Strange result from String.Split() - powershell

Why does the following result in an array with 7 elements with 5 blank? I'd expect only 2 elements.
Where are the 5 blank elements coming from?
$a = 'OU=RAH,OU=RAC'
$b = $a.Split('OU=')
$b.Count
$b
<#
Outputs:
7
RAH,
RAC
#>

In order to split by strings (rather than a set of characters) and/or regular expressions, use PowerShell's -split operator:
PS> ('OU=RAH,OU=RAC' -split ',?OU=') -ne '' # parentheses not strictly needed
RAH
RAC
-split by default interprets its RHS as a regular expression, and ,?OU= matches both OU by itself and ,OU, resulting in the desired splitting, returning the tokens as an array.
For all features supported by -split, including literal string matching, limiting the number of tokens returned, and use of script blocks, see Get-Help about_split.
Since the input starts with a match, however, -split considers the first element of the split to be the empty string. By passing the resulting array of tokens to -ne '', we filter out these empty strings.
By contrast, in Windows PowerShell use of the .NET (FullCLR, up to 4.x) String.Split() method, as you've tried, works very differently:
'OU=RAH,OU=RAC'.Split('OU=')
OU= is interpreted as an array of characters, any of which, individually acts as separator - irrespective of the order in which the characters are specified. Leading, adjacent, and trailing separators are by default considered to separate empty tokens, so you get an array of 7 tokens:
#( '', '', '', 'RAH,', '', '', 'RAC')
Note to PowerShell Core users (PowerShell versions 6 and above):
The .NET Core String.Split() method now does have a scalar [string] overload that looks for an entire string as the separator, which PowerShell Core selects by default; to get the character-array behavior described, you must cast to [char[]] explicitly:
'OU=RAH,OU=RAC'.Split([char[]] 'OU=')
If you construct the .Split() method call carefully, you can specify strings, but note that you still don't get regular-expression support:
PS> 'OU=RAH,OU=RAC'.Split([string[]] 'OU=', 'RemoveEmptyEntries')
RAH,
RAC
works to split by literal string OU=, removing empty entries, but as you can see, that doesn't allow you to account for the ,
You can take this further by specifying an array of strings to split by, which works in this simple case, but ultimately doesn't give you the same flexibility as the regular expressions that PowerShell's -split operator provides:
PS> 'OU=RAH,OU=RAC'.Split([string[]] ('OU=', ',OU='), 'RemoveEmptyEntries')
RAH
RAC
Note that specifying an (array of) strings requires the 2-argument form of the method call, meaning you must also specify a System.StringSplitOptions enumeration value. Use 'None' to not apply any options (as of this writing, the only true option that is supported is 'RemoveEmptyEntries', as used above).
(The type-safe way to specify option is to use, e.g., [System.StringSplitOptions]::None, however, passing the option name as a string is a convenient shortcut; e.g., 'None'.)

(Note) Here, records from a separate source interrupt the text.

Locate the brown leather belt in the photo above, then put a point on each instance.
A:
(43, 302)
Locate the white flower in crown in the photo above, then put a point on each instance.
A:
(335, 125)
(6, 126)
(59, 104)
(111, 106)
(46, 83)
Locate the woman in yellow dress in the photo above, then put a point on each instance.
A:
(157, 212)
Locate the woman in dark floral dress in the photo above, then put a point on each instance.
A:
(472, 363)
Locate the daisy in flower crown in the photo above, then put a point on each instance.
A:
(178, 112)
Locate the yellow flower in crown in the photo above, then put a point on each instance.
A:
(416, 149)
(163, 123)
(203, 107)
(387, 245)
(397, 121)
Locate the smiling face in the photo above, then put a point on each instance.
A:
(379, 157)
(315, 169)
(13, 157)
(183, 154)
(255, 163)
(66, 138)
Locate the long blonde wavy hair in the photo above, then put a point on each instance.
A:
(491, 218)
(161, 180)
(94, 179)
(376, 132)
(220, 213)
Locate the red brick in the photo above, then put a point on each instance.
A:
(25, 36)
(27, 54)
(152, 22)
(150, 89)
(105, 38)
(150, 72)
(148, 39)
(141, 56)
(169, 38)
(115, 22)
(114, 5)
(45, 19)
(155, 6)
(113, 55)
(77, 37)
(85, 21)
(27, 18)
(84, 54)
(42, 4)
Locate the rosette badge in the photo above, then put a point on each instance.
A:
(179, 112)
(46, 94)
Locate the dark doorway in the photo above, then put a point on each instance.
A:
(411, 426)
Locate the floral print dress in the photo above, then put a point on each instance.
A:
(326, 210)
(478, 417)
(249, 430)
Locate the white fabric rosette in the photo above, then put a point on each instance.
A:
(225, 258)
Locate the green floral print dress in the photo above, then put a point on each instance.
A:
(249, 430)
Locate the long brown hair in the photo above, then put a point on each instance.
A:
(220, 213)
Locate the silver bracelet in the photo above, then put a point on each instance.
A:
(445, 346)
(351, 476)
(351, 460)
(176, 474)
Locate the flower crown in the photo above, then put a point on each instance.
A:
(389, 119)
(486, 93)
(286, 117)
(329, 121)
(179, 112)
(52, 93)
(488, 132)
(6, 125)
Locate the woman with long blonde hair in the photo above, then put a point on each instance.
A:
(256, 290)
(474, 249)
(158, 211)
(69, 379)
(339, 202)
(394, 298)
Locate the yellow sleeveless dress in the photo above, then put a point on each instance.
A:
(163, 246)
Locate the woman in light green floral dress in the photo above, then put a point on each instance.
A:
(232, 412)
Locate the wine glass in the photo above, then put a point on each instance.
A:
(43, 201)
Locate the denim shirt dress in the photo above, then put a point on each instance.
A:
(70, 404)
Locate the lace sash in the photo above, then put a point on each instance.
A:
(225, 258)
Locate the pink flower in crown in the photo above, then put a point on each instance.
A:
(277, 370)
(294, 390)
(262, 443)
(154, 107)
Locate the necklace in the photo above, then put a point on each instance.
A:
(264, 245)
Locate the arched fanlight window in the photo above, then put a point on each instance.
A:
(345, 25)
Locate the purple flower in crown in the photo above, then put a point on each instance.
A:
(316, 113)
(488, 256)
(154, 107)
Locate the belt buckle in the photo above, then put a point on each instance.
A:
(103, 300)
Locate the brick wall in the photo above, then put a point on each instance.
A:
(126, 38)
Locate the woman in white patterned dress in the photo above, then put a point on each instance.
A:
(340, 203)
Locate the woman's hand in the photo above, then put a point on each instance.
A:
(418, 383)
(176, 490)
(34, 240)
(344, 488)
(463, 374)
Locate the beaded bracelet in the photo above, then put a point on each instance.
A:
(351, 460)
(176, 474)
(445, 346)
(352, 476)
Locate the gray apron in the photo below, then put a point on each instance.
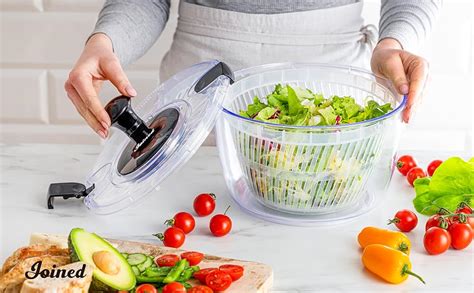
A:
(334, 35)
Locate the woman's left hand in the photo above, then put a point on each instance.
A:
(407, 72)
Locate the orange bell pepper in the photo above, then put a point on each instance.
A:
(390, 264)
(393, 239)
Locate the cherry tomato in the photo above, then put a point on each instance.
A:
(414, 174)
(204, 204)
(405, 163)
(167, 260)
(436, 240)
(465, 209)
(218, 280)
(436, 221)
(146, 288)
(234, 271)
(200, 289)
(469, 221)
(184, 221)
(202, 274)
(433, 166)
(173, 237)
(405, 220)
(174, 287)
(220, 224)
(193, 257)
(461, 235)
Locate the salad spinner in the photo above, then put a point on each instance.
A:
(297, 175)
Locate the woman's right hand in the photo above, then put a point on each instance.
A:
(96, 64)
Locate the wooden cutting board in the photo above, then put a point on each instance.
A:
(258, 277)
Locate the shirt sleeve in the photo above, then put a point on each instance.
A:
(408, 21)
(132, 25)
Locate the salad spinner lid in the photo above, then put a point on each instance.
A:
(155, 138)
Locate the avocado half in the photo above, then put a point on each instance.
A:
(83, 245)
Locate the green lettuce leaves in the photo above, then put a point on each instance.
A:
(451, 184)
(298, 106)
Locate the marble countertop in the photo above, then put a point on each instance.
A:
(305, 259)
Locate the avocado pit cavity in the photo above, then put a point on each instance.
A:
(106, 262)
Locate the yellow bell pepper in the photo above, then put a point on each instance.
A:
(393, 239)
(390, 264)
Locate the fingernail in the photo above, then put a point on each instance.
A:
(403, 89)
(105, 125)
(131, 91)
(101, 134)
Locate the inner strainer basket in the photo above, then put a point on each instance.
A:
(313, 169)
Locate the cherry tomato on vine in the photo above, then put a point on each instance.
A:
(414, 174)
(174, 287)
(184, 221)
(220, 224)
(433, 166)
(234, 271)
(193, 257)
(200, 289)
(202, 273)
(405, 220)
(218, 280)
(146, 288)
(405, 163)
(437, 221)
(167, 260)
(461, 235)
(204, 204)
(436, 240)
(172, 237)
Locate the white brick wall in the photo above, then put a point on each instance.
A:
(41, 39)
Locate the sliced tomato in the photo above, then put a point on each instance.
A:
(193, 257)
(200, 289)
(167, 260)
(218, 280)
(234, 271)
(202, 274)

It splits the string for each character in the separator. So its splitting it on 'O', 'U' & '='.
As #mklement0 has commented, my earlier answer would not work in all cases. So here is an alternate way to get the expected items.
$a.Split(',') |% { $_.Split('=') |? { $_ -ne 'OU' } }
This code will split the string, first on , then each item will be split on = and ignore the items that are OU, eventually returning the expected values:
RAH
RAC
This will work even in case of:
$a = 'OU=FOO,OU=RAH,OU=RAC'
generating 3 items FOO, RAH & RAC
To get only 2 string as expected you could use following line:
$a.Split('OU=', [System.StringSplitOptions]::RemoveEmptyEntries)
Which will give output as:
RAH,
RAC
And if you use (note the comma in the separator)
$a.Split(',OU=', [System.StringSplitOptions]::RemoveEmptyEntries)
you will get
RAH
RAC
This is probably what you want. :)

Never mind. Just realised it looks for strings on either side of 'O', 'U', and '='.
There are therefore 5 blank chars (in front of the first 'O', between 'O' and 'U', between 'U' and '=', between the second 'O' and 'U', between the second 'U' and '=').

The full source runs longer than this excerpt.